Balbir Singh posted 16 patches 14 hours ago
[v7 01/16] mm/zone_device: support large zone device private folios
Posted by Balbir Singh 14 hours ago
Add routines to support allocation of large order zone device folios
and helper functions for zone device folios, to check if a folio is
device private and helpers for setting zone device data.

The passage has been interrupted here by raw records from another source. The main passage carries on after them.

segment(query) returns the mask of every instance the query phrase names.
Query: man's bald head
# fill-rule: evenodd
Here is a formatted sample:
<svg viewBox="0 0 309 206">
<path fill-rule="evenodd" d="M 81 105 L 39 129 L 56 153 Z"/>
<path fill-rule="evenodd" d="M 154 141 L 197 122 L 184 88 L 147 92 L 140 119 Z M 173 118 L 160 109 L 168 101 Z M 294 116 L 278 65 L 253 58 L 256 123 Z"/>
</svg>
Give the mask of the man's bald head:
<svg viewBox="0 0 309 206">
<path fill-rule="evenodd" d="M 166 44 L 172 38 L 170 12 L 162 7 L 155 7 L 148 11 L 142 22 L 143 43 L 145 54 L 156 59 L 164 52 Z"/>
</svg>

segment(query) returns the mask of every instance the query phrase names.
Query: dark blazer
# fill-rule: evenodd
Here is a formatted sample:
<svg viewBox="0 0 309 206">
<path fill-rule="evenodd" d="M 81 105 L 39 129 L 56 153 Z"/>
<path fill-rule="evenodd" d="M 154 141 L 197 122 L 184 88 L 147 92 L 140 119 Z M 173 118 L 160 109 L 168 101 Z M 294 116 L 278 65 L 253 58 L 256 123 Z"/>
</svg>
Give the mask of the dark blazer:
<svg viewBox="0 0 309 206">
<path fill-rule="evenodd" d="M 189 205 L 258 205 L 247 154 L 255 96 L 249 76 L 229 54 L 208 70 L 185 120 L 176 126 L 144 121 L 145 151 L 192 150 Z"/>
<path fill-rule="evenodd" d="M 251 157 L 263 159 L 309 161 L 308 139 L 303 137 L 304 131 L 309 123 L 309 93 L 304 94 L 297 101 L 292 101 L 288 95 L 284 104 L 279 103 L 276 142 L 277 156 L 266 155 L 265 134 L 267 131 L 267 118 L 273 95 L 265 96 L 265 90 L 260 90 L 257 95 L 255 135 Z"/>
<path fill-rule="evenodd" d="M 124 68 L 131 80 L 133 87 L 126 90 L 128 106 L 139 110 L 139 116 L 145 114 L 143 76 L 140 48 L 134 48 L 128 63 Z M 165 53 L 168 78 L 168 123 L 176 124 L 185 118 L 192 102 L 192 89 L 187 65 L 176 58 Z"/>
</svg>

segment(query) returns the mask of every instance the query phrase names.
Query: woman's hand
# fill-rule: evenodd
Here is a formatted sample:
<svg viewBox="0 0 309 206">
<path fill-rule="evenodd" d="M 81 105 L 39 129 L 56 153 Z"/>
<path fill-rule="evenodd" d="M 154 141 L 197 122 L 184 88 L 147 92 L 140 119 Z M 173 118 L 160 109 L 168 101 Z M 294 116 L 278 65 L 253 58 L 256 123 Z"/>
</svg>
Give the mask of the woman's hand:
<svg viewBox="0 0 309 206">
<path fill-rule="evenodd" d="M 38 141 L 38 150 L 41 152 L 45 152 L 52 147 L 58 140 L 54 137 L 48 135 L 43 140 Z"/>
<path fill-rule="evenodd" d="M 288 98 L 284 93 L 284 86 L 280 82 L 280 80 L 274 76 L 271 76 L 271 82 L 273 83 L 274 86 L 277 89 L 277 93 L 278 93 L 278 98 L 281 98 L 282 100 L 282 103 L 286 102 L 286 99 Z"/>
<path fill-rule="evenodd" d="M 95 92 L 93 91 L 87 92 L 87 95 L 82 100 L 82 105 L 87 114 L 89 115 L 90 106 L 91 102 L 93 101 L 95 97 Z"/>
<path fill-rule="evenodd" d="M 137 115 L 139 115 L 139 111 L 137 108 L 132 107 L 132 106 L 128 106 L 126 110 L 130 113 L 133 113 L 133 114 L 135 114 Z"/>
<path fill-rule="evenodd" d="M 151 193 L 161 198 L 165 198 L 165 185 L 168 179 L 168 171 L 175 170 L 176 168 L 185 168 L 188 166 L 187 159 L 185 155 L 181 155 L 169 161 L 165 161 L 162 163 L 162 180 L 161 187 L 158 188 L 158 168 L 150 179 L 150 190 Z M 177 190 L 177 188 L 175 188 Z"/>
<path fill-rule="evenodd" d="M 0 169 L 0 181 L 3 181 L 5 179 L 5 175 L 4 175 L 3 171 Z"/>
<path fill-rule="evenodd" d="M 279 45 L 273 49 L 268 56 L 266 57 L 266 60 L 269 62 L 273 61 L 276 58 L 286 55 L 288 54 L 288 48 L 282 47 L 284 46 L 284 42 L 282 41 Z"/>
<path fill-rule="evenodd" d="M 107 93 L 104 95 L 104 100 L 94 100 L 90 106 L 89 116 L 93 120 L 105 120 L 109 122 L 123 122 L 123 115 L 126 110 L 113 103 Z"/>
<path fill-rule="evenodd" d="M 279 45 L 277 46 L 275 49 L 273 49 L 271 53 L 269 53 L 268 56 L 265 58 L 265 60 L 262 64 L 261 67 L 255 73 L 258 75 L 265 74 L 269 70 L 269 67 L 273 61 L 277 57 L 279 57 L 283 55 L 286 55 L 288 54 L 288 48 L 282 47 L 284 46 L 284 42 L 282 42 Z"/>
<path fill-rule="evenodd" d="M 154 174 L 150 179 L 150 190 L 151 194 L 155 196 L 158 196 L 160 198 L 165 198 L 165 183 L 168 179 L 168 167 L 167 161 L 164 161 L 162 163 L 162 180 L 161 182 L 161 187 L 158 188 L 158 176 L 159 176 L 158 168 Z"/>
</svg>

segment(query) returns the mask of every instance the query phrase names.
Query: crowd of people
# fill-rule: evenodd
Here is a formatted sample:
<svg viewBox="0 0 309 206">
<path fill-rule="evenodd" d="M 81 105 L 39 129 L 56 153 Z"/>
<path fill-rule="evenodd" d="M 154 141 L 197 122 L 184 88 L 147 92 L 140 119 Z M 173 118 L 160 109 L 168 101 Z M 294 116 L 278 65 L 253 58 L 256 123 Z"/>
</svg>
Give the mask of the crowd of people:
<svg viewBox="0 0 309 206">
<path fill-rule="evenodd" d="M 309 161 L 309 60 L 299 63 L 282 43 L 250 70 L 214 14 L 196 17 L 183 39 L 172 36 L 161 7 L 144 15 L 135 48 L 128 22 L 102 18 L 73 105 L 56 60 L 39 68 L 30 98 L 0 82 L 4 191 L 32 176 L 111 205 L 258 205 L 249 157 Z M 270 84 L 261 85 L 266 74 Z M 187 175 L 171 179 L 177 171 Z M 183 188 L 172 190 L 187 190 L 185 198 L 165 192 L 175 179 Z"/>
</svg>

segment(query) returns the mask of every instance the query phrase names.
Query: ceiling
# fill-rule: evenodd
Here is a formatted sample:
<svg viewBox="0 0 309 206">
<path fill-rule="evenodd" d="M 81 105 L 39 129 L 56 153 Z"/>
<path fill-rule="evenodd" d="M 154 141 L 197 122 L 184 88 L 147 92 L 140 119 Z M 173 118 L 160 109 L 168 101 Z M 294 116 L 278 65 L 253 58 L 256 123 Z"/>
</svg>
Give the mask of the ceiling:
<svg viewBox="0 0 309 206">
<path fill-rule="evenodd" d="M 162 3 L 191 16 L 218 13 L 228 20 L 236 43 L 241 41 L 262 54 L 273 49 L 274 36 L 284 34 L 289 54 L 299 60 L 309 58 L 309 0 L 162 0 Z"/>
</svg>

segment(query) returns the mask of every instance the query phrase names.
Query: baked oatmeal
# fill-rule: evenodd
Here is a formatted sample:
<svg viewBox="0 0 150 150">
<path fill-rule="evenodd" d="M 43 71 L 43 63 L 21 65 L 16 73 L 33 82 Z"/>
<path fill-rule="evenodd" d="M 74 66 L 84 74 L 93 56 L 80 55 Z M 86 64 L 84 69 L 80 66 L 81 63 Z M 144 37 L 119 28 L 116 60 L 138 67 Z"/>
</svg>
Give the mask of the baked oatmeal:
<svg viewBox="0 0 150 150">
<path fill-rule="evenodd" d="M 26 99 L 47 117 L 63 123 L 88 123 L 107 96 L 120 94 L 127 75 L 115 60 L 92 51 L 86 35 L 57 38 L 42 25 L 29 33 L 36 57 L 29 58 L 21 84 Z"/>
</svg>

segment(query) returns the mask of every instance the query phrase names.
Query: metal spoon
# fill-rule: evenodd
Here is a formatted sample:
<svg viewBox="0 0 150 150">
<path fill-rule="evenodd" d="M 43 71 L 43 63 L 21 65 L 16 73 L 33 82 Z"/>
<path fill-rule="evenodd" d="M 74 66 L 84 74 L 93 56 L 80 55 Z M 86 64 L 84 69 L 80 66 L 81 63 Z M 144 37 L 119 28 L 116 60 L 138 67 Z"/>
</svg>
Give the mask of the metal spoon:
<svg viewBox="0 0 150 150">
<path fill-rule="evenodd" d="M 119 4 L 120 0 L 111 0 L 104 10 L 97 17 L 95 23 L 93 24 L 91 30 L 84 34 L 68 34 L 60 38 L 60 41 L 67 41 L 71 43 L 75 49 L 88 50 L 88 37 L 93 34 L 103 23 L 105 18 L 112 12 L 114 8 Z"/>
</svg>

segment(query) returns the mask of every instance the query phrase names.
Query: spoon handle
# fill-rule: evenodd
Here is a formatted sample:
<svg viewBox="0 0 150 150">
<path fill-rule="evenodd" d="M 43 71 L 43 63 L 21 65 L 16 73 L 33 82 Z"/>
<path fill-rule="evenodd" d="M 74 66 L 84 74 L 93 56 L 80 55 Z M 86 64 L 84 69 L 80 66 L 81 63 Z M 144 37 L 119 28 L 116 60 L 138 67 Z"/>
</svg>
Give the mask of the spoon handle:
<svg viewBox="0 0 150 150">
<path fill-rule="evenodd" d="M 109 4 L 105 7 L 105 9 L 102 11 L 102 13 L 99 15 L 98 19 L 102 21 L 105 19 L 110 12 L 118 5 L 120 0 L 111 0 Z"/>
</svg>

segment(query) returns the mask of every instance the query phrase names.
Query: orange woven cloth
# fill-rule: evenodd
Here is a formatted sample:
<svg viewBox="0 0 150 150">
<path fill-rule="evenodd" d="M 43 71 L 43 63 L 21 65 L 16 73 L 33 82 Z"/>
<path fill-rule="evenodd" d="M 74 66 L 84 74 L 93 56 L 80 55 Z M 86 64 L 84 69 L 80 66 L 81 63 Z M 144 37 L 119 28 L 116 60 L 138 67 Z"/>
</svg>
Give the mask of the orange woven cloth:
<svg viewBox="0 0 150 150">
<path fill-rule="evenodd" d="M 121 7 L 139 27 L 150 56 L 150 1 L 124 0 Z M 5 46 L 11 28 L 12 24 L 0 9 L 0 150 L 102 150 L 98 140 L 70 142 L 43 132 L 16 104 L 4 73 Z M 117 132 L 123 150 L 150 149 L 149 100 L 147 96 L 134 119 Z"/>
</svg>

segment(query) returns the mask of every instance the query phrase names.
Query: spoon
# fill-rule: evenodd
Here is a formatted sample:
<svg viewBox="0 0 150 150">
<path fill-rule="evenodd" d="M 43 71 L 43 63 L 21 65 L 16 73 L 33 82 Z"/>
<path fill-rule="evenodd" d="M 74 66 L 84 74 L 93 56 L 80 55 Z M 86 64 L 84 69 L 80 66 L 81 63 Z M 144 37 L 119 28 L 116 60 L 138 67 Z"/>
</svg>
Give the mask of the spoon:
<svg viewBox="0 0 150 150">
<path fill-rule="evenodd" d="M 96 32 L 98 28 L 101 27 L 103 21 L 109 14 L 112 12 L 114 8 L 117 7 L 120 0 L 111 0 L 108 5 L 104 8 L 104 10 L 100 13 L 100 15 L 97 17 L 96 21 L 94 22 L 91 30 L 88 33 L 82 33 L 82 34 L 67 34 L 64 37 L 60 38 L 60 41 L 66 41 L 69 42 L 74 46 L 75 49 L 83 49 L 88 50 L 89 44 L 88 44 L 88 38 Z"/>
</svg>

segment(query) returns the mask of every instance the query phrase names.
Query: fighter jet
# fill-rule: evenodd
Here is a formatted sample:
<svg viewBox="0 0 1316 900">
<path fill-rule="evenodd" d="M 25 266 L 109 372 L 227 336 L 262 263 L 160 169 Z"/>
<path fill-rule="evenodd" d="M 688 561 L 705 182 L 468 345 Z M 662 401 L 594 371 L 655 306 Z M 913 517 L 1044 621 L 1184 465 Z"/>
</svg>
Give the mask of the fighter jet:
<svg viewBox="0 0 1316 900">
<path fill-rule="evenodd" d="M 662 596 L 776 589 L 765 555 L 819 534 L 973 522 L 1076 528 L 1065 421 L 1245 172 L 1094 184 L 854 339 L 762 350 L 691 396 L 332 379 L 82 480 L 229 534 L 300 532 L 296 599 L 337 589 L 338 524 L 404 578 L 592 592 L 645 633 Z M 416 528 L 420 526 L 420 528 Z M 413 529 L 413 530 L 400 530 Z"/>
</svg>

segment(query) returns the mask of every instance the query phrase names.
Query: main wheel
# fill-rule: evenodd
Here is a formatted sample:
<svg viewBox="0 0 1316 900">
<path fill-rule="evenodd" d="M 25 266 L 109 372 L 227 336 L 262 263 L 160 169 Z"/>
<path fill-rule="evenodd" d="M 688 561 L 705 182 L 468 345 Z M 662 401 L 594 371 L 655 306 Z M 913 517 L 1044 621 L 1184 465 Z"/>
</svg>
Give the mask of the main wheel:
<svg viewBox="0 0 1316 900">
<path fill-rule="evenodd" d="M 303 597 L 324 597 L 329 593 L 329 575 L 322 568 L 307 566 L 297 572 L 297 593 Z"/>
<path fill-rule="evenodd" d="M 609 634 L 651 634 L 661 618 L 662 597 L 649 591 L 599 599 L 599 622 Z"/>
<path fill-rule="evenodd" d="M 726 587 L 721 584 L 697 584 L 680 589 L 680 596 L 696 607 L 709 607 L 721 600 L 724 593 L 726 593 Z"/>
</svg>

When large folios are used, the existing page_free() callback in
pgmap is called when the folio is freed, this is true for both
PAGE_SIZE and higher order pages.

Zone device private large folios do not support deferred split and
scan like normal THP folios.

Signed-off-by: Balbir Singh <balbirs@nvidia.com>
Cc: David Hildenbrand <david@redhat.com>
Cc: Zi Yan <ziy@nvidia.com>
Cc: Joshua Hahn <joshua.hahnjy@gmail.com>
Cc: Rakie Kim <rakie.kim@sk.com>
Cc: Byungchul Park <byungchul@sk.com>
Cc: Gregory Price <gourry@gourry.net>
Cc: Ying Huang <ying.huang@linux.alibaba.com>
Cc: Alistair Popple <apopple@nvidia.com>
Cc: Oscar Salvador <osalvador@suse.de>
Cc: Lorenzo Stoakes <lorenzo.stoakes@oracle.com>
Cc: Baolin Wang <baolin.wang@linux.alibaba.com>
Cc: "Liam R. Howlett" <Liam.Howlett@oracle.com>
Cc: Nico Pache <npache@redhat.com>
Cc: Ryan Roberts <ryan.roberts@arm.com>
Cc: Dev Jain <dev.jain@arm.com>
Cc: Barry Song <baohua@kernel.org>
Cc: Lyude Paul <lyude@redhat.com>
Cc: Danilo Krummrich <dakr@kernel.org>
Cc: David Airlie <airlied@gmail.com>
Cc: Simona Vetter <simona@ffwll.ch>
Cc: Ralph Campbell <rcampbell@nvidia.com>
Cc: Mika Penttilä <mpenttil@redhat.com>
Cc: Matthew Brost <matthew.brost@intel.com>
Cc: Francois Dugast <francois.dugast@intel.com>
Cc: Madhavan Srinivasan <maddy@linux.ibm.com>
Cc: Christophe Leroy <christophe.leroy@csgroup.eu>
Cc: Felix Kuehling <Felix.Kuehling@amd.com>
Cc: Alex Deucher <alexander.deucher@amd.com>
Cc: "Christian König" <christian.koenig@amd.com>
Cc: Andrew Morton <akpm@linux-foundation.org>
---
 arch/powerpc/kvm/book3s_hv_uvmem.c       |  2 +-
 drivers/gpu/drm/amd/amdkfd/kfd_migrate.c |  2 +-
 drivers/gpu/drm/drm_pagemap.c            |  2 +-
 drivers/gpu/drm/nouveau/nouveau_dmem.c   |  2 +-
 include/linux/memremap.h                 | 10 ++++++++-
 lib/test_hmm.c                           |  2 +-
 mm/memremap.c                            | 26 ++++++++++++++----------
 mm/rmap.c                                |  6 +++++-
 8 files changed, 34 insertions(+), 18 deletions(-)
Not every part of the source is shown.